- "Whaddya say we try that again, huh?"
- "Yes, yes. Yes. Without the oops."
So, now that I have power and internet again, a reschedule for tomorrow
(Thursday) at the same time:
=== Planned outage ===
When: Thursday April 25 at 18:00 UTC
Duration: 1 hour
Impact:
* Jobs running on the grid engine will be stopped, and execution nodes
will be temporarily disabled;
* The login server will be restarted during the window, ending active
sessions;
* The web service will be unavailable during the maintenance window; and
* Running processes not scheduled through the grid engine will be killed.
Recovery plan:
In case of unplanned failure during the maintenance window,
configuration will be rolled back to the current version (that is, the
gluster-based project storage will remain in place) and a new
window will be planned after postmortem.
-- Marc
Show replies by date
Hello again,
The maintenance has concluded successfully within the designated, and
the Tool Labs instance now use the new NFS server for shared filesystems.

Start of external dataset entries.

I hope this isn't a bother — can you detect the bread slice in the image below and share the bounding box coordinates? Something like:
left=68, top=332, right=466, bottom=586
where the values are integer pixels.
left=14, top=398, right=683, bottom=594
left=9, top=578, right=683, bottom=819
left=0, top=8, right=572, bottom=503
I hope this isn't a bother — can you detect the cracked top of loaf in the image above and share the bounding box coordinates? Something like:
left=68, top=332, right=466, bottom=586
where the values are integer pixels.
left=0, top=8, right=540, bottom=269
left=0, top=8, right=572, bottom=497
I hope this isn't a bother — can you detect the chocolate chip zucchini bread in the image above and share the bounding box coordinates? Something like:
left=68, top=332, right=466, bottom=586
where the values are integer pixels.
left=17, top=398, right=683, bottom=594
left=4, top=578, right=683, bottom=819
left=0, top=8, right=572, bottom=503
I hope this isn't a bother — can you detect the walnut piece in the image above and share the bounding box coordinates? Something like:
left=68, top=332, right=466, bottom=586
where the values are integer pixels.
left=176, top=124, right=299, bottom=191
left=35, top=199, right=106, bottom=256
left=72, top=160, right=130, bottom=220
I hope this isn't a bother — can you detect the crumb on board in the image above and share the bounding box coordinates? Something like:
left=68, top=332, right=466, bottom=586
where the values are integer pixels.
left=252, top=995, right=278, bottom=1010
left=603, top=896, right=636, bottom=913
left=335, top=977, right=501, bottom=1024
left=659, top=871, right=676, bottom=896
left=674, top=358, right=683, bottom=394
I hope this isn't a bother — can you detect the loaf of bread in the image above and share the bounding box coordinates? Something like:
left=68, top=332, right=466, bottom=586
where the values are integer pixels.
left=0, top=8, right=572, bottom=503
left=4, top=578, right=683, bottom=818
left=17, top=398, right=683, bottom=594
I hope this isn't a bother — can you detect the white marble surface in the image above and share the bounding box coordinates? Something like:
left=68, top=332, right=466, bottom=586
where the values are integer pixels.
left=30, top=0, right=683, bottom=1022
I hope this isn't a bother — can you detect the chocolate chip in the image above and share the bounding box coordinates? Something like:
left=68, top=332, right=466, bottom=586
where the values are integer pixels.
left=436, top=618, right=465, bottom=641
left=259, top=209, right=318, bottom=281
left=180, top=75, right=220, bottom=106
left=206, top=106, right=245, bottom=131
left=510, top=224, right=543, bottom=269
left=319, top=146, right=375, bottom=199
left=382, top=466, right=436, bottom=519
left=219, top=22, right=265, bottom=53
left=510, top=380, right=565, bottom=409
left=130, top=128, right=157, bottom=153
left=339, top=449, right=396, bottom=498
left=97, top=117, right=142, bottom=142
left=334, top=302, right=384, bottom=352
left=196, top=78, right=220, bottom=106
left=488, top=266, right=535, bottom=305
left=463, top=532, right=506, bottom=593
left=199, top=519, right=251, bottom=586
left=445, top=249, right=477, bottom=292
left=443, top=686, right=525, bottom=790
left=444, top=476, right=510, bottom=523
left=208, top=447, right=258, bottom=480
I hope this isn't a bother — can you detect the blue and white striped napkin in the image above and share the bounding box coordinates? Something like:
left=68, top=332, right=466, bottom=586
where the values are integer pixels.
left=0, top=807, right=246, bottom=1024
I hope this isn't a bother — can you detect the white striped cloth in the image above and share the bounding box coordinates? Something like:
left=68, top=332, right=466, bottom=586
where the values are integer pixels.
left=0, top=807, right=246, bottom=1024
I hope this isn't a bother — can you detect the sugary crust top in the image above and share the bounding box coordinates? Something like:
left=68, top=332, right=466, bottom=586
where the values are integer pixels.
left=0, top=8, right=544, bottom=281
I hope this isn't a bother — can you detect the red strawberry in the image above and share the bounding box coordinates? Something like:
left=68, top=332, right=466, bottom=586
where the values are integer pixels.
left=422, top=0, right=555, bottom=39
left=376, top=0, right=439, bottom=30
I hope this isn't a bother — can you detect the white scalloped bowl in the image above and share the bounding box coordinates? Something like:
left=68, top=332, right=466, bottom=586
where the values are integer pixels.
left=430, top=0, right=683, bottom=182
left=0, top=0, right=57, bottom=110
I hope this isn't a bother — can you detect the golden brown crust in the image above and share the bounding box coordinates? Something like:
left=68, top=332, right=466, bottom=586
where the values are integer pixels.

This doubled as a hard test of the continuous bot start/restart system,
since the entire cluster was disabled for rolling periods during the
maintenance, and the filesystem on which the actual tools were running
has been switch underneath them -- pretty much a worst case scenario to
recover from.
The result is that all but one tool that had been started as a
continuous process restarted cleanly and automatically as the cluster
returned to function with the new filesystem (the tool that did not
failed to return for an unrelated reason).
Thank you all for your patience!
-- Marc